Our numerical solution exhibits broad similarities with the observations. It has clear seasonality, with highly stratified water in summer while relatively homogeneous in winter. The water generally becomes saltier toward the inner Gulf in both summer and winter, which is consistent with the observations. There are also differences. The solution in summer is slightly warmer and fresher than the observations at the surface near the Strait of Hormuz and most parts of the Gulf, resulting in lighter surface water (Figs. 2b,d,f). In winter, the simulated temperature and salinity are vertically uniform, indicating intense convection in the Gulf. The degree of vertical homogeneity is greater in the model than the observations, particularly in salinity. The simulated water mass at the innermost part of the Gulf is colder and saltier than the observations. This leads to an overestimate of the density in these regions (Figs. 2f and 3f). However, these differences are small compared to the magnitude of the seasonal cycle and internal variability. The water mass found near the bottom of the Gulf originates from the wintertime vertical mixing near the northern end of the Gulf when judged based on the temperature values, which is consistent with the observations.
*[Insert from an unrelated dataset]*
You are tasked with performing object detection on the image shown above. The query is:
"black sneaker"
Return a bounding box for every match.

Given that our solution is driven by repeated surface forcing from a particular year while the observations span over 50 years, and the river runoff varies from year to year, there is encouraging agreement, both in the spatial pattern and seasonal cycle, between the model and in situ climatological observations.
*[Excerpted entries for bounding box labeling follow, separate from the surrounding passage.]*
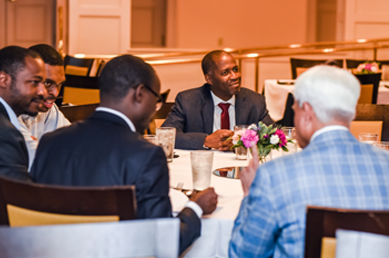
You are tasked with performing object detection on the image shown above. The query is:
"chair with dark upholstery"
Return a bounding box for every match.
[290,58,343,79]
[0,218,180,258]
[145,89,174,134]
[0,174,136,227]
[276,92,294,127]
[304,206,389,258]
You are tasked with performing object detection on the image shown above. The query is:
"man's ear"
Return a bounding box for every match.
[133,84,145,103]
[301,102,316,123]
[0,71,12,89]
[205,74,213,85]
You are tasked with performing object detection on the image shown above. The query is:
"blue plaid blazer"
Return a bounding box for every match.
[229,130,389,257]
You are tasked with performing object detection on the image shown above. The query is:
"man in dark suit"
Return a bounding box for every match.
[31,55,217,253]
[162,50,273,150]
[0,46,47,181]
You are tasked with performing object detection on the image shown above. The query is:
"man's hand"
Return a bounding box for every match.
[239,145,259,196]
[190,187,217,215]
[204,129,234,151]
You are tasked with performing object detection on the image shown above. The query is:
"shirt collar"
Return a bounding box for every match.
[309,125,348,142]
[96,107,136,133]
[0,97,20,130]
[210,90,235,107]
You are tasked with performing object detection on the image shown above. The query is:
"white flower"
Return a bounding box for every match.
[270,134,280,144]
[248,124,257,131]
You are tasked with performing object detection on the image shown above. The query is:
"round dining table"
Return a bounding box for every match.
[168,149,282,258]
[168,150,247,257]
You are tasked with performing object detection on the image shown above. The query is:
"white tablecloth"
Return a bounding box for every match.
[265,80,389,121]
[169,150,247,257]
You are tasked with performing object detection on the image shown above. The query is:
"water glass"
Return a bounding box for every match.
[190,150,213,191]
[234,125,249,160]
[373,142,389,150]
[281,127,297,155]
[359,133,379,144]
[156,127,176,162]
[143,134,158,145]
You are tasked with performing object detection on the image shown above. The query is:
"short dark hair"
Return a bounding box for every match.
[28,44,64,66]
[98,55,157,99]
[201,50,231,75]
[0,46,41,80]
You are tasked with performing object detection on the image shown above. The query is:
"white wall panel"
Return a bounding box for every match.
[78,16,121,55]
[345,0,389,40]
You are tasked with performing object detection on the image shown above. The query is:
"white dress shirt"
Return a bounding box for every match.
[18,104,70,170]
[211,91,236,132]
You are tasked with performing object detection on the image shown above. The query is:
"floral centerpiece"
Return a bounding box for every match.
[231,122,292,163]
[354,61,381,74]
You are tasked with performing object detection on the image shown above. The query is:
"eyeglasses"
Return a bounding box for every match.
[143,84,165,111]
[44,79,63,90]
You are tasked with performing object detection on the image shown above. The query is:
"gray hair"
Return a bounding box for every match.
[294,65,361,124]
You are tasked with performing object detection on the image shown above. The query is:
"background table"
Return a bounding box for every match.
[265,80,389,121]
[169,150,247,257]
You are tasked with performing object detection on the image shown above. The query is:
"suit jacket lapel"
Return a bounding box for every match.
[235,91,249,125]
[88,111,136,132]
[201,84,214,134]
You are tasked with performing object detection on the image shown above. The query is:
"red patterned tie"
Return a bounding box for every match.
[218,103,231,130]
b. Horizontal circulation patterns
Surface currents in the Gulf are characterized by a cyclonic gyre (Fig. 4). Inflow through the Strait of Hormuz into the Gulf near the northern coast, and the southeast flow from the central region of the Gulf toward the Strait, are present in both seasons (Figs. 4c,d). In summer, the surface flow is more dynamic than in winter, with a northwest current near the northern coast of the Gulf as well as a southward flow along 50°E. These horizontal circulation patterns at the surface can partially be explained by the pattern of prevailing wind stress (Figs. 4a,b). In summer, the southeastward wind stress is the strongest in the northern Gulf, and surface flow is generally to the southeast (Fig. 4c). In winter, in contrast, the maximum wind stress is found over the center of the Gulf and is responsible for the south and southeast surface flows. In wintertime, the surface flow of both the northern Gulf and the inflow coming through the Strait of Hormuz along the northern coast significantly weaken (Hosseinibalam et al. 2011), resulting in much less distinct cyclonic flow than in the summer. It is likely that the former is caused by the wintertime wind stress which is directed opposite to the surface flow, while the latter is a consequence of a thicker surface layer with relatively uniform density at the northern end of the Gulf (Figs. 3e,f) (Thoppil and Hogan 2010b; Alosairi et al. 2011).
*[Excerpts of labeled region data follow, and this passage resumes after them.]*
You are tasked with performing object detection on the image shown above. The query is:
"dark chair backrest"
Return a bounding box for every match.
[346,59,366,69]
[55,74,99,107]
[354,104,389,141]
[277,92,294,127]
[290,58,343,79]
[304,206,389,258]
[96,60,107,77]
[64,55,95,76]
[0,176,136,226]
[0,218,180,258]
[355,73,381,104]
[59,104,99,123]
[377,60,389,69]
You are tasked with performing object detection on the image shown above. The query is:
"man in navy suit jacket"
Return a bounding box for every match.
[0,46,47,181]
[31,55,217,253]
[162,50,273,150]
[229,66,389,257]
The barotropic streamfunction for the depth-integrated circulation in the Gulf has a dipole pattern, as can be seen in Fig. 5. Positive values are found over a broad area in the southern part of the Gulf, while negative values are found in a relatively narrow band near the northern coastal region. This indicates broad cyclonic circulation in the southern Gulf with narrow anticyclonic circulation to the north of it. Sandwiched between these two patterns is the inflow through the Strait of Hormuz which extends westward to 52°E. The vertical section of zonal velocity at the Strait (inset in Fig. 5) reveals that the inflow extends midway across, from the surface to the ocean floor, with speeds of O(0.1) m s−1. The existence of the outflow near the southern end of the Strait is consistent with previous observational studies (e.g., Johns et al. 2003), and the core of the outflow is bottom intensified, as seen in the observations (Schott and McCreary 2001).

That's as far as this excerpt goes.